Sur le plan économique, c’est aussi un coup très dur pour plusieurs importants organisateurs de corrida impliqués dans des affaire de fraude fiscale fondées sur une utilisation abusive d’un taux réduit de TVA. La ligne de défense des responsables impliqués dans ces malversations reposait sur le fait de présenter ces détournements d’argent destinés à la communauté comme un acte « militant » devant amener les autorités à autoriser la corrida à bénéficier du taux réduit de TVA destiné aux spectacles culturels. Une défense qui tombe à l’eau et va obliger rapidement les fraudeurs à affronter leurs responsabilités pour des sommes particulièrement importantes (des centaines de milliers d’euros)…

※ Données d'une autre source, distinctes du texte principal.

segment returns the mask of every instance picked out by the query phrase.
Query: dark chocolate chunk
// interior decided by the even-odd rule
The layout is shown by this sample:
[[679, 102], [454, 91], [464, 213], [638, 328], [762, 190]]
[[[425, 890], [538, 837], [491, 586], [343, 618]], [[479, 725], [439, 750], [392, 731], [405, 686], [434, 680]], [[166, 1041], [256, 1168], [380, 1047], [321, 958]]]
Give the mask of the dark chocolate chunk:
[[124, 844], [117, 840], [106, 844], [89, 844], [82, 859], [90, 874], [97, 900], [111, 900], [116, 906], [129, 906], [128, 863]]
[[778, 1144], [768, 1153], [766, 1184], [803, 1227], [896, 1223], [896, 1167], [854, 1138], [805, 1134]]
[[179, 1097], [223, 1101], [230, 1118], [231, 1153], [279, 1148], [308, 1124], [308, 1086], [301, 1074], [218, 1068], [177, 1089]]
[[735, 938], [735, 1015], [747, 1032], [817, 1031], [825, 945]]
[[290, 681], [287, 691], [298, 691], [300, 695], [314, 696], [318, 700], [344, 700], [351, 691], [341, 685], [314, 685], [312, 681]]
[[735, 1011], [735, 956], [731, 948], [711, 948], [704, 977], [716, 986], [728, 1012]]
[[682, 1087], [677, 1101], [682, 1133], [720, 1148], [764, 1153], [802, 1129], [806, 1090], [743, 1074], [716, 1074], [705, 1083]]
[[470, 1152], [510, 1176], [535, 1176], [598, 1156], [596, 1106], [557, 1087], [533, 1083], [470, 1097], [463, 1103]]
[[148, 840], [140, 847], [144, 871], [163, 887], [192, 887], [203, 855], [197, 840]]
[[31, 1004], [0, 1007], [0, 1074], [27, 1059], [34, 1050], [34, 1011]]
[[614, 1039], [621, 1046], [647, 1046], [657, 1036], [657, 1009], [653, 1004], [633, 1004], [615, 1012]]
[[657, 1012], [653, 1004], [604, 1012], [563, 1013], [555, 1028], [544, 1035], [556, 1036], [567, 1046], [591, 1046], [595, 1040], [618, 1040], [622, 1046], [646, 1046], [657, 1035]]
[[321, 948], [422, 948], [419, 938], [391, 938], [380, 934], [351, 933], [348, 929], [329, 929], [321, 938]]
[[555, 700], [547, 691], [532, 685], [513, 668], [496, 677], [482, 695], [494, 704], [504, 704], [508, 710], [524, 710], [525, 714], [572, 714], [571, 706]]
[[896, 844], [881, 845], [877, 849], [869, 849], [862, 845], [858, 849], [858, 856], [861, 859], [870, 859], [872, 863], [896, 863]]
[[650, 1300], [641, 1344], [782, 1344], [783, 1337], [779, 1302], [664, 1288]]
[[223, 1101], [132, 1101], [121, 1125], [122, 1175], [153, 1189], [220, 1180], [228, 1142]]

Le dernier recours du lobby tauromachique est désormais le pourvoi en cassation de l’ONCT, un organisme qui s’est déjà distingué par des méthodes particulièrement douteuses. On se rappellera que l’ONCT avait été à l’origine d’une liste falsifiée de psychiatres devant soi-disant démontrer les vertus « éducatives » de la corrida sur les enfants ! Son président, André Viard, est à l’origine de multiples polémiques par des déclarations scandaleuses à l’encontre de personnalités opposées à la corrida (telles que Simone Veil, ou l’ancien avocat et conseiller d’Etat Arno Klarsfeld, même des élus aficionados de très haut niveau s’en étaient indignés ou suite au terrible attentat de Charlie Hebdo. On imagine sans peine que suite à l’annonce du retrait de la corrida de l’inventaire du PCI, André Viard qui s’était fait le champion de cette inscription est désormais en situation particulièrement délicate à la tête de l’ONCT…
Le retrait de la corrida de l’inventaire du PCI est une victoire importante. Notre fédération tient à saluer ici les efforts et la pugnacité de toutes celles et tous ceux qui se sont impliqués dans cette action. Et notamment les associations CRAC Europe et Droit des animaux qui ont été en première ligne devant les autorités et dont les avocats et juristes ont su réunir toutes les informations nécessaires à obtenir un résultat qui représente une véritable avancée pour notre cause.